Allein dieses Problem lässt manchen Autor bei der Kapiteleinteilung eine der oben erwähnten Methoden von 4.2. bis 4.4. wählen, um so bei den Überschriften einfach auf Figurennamen (Manni, Sabine), Ortsnamen (Hamburg, Caragost) bzw. lokale Bezeichnungen (Im Wald, Am Fluss, In der Burg) oder Zeitangaben (s. o.) zurückgreifen zu können. Immer häufiger werden die Kapitel aber auch einfach durchnummeriert.
7. Übergänge schaffen
Zum Schluss noch einige wenige Worte zu den Übergängen zwischen Kapiteln. Manche Autoren versuchen einem möglichen Drang des Lesers, am Ende eines Kapitels zu pausieren, entgegenzuwirken, indem sie jedes Kapitel mit irgendeiner Art Cliffhanger abschließen. Dagegen ist im Grunde nichts einzuwenden.

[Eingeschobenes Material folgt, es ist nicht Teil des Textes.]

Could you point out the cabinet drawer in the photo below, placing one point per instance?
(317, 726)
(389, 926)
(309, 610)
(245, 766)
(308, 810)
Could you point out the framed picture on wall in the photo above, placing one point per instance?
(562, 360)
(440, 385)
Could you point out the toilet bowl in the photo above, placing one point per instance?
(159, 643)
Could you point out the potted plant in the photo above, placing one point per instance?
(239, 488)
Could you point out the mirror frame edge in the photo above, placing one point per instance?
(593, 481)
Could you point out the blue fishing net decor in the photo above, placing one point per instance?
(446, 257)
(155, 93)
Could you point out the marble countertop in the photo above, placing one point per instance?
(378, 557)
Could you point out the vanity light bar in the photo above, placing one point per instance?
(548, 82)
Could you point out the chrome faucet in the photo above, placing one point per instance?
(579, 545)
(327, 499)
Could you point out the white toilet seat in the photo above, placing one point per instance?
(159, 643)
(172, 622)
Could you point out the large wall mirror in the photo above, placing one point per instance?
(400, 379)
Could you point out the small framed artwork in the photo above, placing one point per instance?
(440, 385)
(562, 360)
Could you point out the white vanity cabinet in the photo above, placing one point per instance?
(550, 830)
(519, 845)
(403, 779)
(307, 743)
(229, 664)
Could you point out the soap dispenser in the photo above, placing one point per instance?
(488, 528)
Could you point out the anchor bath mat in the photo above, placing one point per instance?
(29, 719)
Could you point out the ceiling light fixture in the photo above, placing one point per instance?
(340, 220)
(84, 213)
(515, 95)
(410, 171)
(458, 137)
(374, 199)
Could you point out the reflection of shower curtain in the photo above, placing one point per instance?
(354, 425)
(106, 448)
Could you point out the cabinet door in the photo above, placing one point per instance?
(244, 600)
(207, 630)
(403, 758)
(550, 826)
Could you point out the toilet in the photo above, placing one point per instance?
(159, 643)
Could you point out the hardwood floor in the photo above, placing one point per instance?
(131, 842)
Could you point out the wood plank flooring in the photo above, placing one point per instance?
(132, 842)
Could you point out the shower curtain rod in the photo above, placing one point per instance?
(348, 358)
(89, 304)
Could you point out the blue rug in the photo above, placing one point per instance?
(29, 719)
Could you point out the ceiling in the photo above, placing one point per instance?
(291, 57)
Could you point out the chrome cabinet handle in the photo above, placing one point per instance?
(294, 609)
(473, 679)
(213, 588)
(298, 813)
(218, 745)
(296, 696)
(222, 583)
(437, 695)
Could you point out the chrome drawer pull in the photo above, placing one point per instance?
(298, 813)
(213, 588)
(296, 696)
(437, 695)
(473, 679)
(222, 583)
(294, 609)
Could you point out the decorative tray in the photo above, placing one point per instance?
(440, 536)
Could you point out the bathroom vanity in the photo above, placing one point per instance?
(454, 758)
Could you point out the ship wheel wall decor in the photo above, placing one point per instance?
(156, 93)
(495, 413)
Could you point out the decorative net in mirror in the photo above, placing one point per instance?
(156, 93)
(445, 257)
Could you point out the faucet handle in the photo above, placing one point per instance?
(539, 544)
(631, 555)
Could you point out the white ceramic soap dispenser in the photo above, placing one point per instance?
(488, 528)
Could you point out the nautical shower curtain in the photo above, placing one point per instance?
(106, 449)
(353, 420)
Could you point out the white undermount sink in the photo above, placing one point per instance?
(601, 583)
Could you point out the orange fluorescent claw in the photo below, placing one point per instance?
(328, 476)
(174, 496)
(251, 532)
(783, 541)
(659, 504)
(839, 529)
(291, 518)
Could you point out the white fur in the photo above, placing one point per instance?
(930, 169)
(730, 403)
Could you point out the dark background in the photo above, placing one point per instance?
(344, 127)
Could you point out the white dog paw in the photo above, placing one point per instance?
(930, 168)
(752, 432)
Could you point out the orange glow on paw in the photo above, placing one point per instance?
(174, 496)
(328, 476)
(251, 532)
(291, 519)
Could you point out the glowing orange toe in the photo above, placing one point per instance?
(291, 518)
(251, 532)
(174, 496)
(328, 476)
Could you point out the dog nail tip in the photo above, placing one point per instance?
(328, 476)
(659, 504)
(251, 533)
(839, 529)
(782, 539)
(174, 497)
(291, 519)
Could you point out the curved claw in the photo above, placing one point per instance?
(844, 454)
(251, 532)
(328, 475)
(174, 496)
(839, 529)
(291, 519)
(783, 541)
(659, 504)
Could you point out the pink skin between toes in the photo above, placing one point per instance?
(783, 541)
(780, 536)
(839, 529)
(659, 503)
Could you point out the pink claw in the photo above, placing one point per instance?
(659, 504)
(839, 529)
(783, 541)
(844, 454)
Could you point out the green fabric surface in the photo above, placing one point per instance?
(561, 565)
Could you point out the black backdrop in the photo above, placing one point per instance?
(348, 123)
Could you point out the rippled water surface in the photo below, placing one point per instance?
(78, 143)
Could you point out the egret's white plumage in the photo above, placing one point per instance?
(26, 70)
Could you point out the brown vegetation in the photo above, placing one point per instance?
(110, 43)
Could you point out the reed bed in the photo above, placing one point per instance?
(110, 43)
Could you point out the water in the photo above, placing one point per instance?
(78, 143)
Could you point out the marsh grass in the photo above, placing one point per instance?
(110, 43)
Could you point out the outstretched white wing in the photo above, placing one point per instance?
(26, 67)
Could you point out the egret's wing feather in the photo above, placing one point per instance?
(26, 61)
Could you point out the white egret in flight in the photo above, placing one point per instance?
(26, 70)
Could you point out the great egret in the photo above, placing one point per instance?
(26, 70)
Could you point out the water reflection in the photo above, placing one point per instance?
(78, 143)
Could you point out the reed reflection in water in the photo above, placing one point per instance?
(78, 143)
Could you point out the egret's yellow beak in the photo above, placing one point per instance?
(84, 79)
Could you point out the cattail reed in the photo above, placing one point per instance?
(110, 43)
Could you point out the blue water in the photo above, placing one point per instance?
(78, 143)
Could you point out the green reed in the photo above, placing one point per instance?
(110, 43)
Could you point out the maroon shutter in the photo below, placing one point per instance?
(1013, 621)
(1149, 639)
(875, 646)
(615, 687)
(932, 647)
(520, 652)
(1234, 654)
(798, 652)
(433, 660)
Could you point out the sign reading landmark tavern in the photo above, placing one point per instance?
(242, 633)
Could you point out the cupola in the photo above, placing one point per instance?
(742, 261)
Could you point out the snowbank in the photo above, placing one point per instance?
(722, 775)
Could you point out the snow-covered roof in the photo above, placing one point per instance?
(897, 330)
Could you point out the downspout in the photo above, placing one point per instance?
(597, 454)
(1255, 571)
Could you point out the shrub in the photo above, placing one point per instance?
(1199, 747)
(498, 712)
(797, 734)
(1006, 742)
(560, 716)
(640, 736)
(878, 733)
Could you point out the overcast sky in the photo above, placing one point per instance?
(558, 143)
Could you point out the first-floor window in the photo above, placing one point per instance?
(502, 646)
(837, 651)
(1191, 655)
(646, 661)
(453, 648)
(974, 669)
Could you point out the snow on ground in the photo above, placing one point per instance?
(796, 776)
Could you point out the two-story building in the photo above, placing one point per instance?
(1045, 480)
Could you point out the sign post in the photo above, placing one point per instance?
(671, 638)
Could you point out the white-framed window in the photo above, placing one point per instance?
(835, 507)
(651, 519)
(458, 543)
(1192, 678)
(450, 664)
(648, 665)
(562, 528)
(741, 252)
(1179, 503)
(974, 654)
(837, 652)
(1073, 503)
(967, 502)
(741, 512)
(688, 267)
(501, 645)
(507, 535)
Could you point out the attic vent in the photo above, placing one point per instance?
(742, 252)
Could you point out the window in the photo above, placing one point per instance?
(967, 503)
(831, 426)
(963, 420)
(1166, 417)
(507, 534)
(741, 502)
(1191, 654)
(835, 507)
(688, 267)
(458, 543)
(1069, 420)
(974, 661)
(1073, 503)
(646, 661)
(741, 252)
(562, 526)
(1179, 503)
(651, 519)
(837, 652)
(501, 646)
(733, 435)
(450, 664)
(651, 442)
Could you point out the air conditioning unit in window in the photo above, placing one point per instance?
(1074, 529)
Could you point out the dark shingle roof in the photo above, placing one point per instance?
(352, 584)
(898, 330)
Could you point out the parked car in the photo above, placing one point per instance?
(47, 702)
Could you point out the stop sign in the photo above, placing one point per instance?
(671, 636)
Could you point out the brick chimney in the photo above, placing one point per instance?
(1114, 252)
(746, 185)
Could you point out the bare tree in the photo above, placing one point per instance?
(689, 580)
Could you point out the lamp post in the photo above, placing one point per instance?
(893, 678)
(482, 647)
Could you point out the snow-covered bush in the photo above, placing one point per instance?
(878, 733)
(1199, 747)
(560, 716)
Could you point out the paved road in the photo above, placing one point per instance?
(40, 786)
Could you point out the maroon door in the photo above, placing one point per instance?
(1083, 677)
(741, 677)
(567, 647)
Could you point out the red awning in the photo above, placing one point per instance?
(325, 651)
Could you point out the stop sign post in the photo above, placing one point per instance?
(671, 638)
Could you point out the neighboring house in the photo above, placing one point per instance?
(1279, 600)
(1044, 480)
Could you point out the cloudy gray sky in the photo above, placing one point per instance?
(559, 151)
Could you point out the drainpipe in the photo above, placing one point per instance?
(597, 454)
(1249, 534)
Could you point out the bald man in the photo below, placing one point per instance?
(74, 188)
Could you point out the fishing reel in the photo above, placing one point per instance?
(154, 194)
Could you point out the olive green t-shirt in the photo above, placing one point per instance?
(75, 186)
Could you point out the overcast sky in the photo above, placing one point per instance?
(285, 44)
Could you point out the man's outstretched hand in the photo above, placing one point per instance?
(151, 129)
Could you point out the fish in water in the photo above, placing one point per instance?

Besser jedoch, wenn man das nicht am Kapitel festmacht (zumal, wenn der Cliffhanger sowieso verpufft, sobald man die nächste Seite aufschlägt). Wem es gelingt, den Leser mit jeder Szene ans Buch zu fesseln, der muss sich um seine Kapitelenden wenig Sorgen machen. Wem das nicht gelingt, dem werden Spannungspusher am Kapitelende auch nichts nützen.